Now playback/capture is suported: Official Alsa Wiki for Developers

You must download the latest alsa-firmware on portage, and alsa-tools:

```
# emerge alsa-firmware alsa-tools
```

If the latest alsa-firmware on portage is 1.0.13, u've to download from mercurial.

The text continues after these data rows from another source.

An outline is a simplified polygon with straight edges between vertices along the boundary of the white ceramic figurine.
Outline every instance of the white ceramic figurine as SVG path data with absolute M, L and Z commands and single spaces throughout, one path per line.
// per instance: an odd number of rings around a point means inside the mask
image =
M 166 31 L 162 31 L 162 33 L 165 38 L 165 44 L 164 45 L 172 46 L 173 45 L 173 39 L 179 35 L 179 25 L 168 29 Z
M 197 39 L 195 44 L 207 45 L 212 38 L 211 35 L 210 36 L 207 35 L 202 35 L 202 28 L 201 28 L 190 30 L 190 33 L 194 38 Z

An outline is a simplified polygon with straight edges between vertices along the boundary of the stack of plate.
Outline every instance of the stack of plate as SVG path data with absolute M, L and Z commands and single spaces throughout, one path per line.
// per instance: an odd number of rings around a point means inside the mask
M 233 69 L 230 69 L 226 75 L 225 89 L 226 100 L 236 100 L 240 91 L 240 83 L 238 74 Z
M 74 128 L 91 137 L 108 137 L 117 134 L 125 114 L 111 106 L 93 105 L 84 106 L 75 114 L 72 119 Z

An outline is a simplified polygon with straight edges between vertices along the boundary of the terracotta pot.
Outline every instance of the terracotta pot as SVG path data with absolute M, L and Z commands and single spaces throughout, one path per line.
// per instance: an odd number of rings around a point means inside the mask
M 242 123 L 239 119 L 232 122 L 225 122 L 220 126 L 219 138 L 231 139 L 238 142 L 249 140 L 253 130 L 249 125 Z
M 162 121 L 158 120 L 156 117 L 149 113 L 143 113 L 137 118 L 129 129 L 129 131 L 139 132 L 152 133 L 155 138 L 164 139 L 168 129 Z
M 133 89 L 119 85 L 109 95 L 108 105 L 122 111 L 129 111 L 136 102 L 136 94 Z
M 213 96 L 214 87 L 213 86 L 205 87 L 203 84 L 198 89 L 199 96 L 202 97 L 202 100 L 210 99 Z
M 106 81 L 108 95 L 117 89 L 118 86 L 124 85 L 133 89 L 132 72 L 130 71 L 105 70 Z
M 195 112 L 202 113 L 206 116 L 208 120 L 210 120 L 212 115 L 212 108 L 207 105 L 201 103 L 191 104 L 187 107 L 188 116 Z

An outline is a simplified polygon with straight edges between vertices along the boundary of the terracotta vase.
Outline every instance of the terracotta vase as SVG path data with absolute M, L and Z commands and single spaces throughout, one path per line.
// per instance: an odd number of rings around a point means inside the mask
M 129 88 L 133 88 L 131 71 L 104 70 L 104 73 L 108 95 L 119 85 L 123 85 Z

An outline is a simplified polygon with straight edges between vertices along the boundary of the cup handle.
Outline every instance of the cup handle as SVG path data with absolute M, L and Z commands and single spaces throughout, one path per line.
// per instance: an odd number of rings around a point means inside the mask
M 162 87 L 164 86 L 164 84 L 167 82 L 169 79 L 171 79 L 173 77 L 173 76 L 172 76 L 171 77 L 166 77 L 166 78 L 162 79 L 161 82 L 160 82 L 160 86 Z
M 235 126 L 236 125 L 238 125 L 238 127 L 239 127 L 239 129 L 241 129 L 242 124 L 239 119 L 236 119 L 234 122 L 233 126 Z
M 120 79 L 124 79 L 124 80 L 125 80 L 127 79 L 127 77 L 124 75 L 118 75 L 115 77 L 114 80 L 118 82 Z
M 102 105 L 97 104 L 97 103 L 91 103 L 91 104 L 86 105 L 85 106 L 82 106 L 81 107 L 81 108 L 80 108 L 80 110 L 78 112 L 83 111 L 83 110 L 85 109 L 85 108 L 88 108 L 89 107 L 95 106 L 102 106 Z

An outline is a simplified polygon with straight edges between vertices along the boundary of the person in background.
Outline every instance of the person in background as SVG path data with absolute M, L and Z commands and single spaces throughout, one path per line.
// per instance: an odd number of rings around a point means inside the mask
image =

1- Download mercurial, it's on portage:

```
# emerge mercurial
```

2- Download on the folder alsa-firmware:

```
# hg clone http://hg-mirror.alsa-project.org/alsa-firmware alsa-firmware
```

3- Make & install to "/lib/firmware":

```
# cd alsa-firmware

# ./configure --prefix=/usr

# make && make install
```

4- Now you have the "emu" firmware con "/lib/firmware, and u've to edit our "/etc/make.conf":

```
...

ALSA_CARDS="emu10k1"

ALSA_TOOLS="emu"

...
```

U need the latest (>=1.014) alsa-driver & alsa-headers on portage, but if u have problems, u can download "the latest" form mercurial:

1- Copy the latest files:

```
# hg clone http://hg-mirror.alsa-project.org/alsa-driver alsa-driver

# hg clone http://hg-mirror.alsa-project.org/alsa-kernel alsa-kernel
```

2- And install on "/kernel/alsa-driver":

```
# cd alsa-driver

# ./hgcompile --with-cards=emu10k1

# make install
```

More info or bugs: alsa-user mail archive

----------

## blueworm

Does hardware mixing work?

----------

## 0kupa

 *blueworm wrote:*   

> Does hardware mixing work?

 

Yes, I think, I can play more than one app at the same time.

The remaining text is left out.